Does anybody have information available about what kind of employment contract is acceptable to submit to the DHA when working on a critical skills visa? 

My partner has been looking for employment on his critical skills visa for the past 2 months. So far two companies have proposed contract work on an indefinite basis. In other words they are proposing full time employment with them, but it seems they don't want to handle his tax registration and want to contract him in as an independent service provider. 

The one didn't even want to sign any contract, but the other is not opposed to giving him a written contract. I think that the contract will basically look like a regular work contract, but I am worried about the implications for his visa renewal and income tax liability. Will this contract be acceptable to the DHA? And will he be able to register with SARS independently in order to pay his taxes? 
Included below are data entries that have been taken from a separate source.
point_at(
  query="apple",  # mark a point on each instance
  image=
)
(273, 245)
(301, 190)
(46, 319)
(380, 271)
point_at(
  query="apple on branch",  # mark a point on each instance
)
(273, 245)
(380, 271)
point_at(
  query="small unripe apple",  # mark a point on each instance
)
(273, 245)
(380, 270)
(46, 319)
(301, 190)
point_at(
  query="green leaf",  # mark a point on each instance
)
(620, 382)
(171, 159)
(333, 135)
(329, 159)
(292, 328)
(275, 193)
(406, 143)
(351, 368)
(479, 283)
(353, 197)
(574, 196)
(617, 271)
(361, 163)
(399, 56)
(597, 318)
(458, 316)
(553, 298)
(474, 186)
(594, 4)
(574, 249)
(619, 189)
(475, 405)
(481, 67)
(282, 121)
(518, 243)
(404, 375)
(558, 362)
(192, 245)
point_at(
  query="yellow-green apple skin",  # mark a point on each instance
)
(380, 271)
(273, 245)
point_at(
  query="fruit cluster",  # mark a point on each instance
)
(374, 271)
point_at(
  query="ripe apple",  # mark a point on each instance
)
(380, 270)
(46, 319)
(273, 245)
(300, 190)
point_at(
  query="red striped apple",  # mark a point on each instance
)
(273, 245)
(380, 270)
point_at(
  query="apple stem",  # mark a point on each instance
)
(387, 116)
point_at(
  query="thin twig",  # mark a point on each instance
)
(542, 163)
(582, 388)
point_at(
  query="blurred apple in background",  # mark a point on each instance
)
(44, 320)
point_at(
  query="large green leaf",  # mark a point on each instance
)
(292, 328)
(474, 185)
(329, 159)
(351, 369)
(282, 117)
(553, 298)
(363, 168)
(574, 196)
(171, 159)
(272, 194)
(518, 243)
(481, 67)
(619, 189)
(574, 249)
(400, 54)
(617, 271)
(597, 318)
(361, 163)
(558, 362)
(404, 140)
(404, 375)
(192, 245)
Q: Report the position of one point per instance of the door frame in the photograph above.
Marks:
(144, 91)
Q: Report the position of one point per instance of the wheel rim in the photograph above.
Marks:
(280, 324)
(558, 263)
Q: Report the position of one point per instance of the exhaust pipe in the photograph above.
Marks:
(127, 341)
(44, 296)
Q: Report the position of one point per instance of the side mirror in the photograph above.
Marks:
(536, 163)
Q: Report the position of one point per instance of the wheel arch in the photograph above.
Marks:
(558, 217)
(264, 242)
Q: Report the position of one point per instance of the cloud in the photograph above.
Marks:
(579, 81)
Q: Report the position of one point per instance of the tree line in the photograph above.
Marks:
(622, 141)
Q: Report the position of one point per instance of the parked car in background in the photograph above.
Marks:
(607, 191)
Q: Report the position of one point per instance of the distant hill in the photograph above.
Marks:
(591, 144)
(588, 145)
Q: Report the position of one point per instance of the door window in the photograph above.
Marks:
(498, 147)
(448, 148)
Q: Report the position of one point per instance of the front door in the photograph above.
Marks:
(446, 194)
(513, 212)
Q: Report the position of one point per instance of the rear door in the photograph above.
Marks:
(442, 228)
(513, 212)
I'm hoping that either someone with experience of the same situation or someone with legal insight will answer the question.


----------



## Klipspringer (Feb 21, 2015)

Even though nobody has given any input we have come to the conclusion that he will have to keep on searching for a job that offers a proper employment contract. If anybody has any leads for jobs or recruitment agents in the field of architecture/building engineering, please let me know. Cape Town area.


----------



## kkvaraprasad (Sep 19, 2015)

Hi All, I am from India and I got critical skill visa in Sep'2015 and i am in a dilemma that when i can fly to South Africa. i am a Java Developer with 10+ years experience. will i have job opportunities there ? how much time it will take to get job in South Africa on Critical Skills visa for a Sr.Java Developer ?


----------